March 25, 2020
Data integration is the process by which information is collected from multiple sources, combined and reconciled in a centralized location, and then used to provide direction and make strategic business decisions. The prospect of integrating data directly into and between internal and external systems and processes can be both exciting and daunting for many companies.
In NewVantage Partners’ 2019 “Big Data and AI Executive Survey,” nearly 72% of the companies surveyed had yet to forge a data culture, and 69% reported they hadn’t yet created a data-driven organization. This study indicates that most U.S. organizations run traditional reports and input data manually rather than incorporate technology into their processes, even though they have a desire to utilize the best technological capabilities available.
So why are so many American businesses not making a bigger push to integrate data as a key part of their operations? The simple answer is that it may seem more difficult to change than to remain the same.
Many businesses accept the status quo. There is no risk when people do the same thing they’ve always done, and many organizations fear that a change in process could lead to financial loss, increased risk, and a slowdown in productivity.

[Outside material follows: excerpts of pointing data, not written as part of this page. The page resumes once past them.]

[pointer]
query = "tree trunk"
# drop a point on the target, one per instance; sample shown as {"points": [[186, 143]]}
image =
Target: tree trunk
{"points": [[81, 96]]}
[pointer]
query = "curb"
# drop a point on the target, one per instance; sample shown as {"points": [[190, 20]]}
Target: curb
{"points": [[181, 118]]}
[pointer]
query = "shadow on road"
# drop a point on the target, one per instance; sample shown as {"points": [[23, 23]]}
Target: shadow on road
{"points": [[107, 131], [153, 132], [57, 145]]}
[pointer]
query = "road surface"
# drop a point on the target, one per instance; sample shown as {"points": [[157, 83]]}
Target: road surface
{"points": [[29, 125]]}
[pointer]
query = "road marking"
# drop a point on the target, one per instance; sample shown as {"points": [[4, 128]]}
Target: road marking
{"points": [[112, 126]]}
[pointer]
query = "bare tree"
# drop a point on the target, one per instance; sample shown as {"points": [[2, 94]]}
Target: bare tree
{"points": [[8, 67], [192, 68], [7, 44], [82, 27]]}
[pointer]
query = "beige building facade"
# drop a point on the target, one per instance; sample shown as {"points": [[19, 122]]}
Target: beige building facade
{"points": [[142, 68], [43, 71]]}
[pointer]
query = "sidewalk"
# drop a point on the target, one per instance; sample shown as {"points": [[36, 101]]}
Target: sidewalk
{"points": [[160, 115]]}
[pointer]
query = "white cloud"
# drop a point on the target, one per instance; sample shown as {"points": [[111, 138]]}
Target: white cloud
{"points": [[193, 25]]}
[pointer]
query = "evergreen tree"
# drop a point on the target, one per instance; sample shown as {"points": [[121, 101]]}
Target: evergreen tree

While the fear of change within organizations is real, the larger danger is in taking no action. Consumers—especially consumers of business data—have made it clear that they want their products and services delivered immediately. Rather than wait for someone on the back end to analyze their data and respond a day later, these people have come to expect real-time results.
That said, how can you, as an American business leader, get past any hesitation about data integration to achieve the goal of a seamless client journey or user experience as well as better internal processes? Start with these three steps:
Review all your processes—particularly manual ones. Take a step back and assess your process from the cradle to the grave. How long does it take? Can any of the steps be conducted more efficiently or more accurately? Assess where improvements can be made and whether data integration could be helpful.
Ask for outside opinions. Consult industry experts and have them look at any available options to improve your current processes and propose solutions. Speak to companies that offer integrated solutions to both manual and online processes. Many integrated data solutions speed up processing time and fix nearly any business problem.
Conduct a trial period. After you’ve narrowed down the scope of integrated solutions, try one or two of them. Most companies offer a trial period for you to assess whether the solution is beneficial to your organization, so you won’t have to commit 100%. Sync the integration, report on the results, and assess whether you should proceed with phasing the software into your organization. If one doesn’t work, try another. You’ll eventually find the solution that works best for your company and your needs.
Integrating data doesn’t have to be a daunting prospect. Instead, it should be viewed as a way to help bring your company to the next level. According to Gartner, data integration is often the key to streamlining processes and getting products and services to your clients efficiently.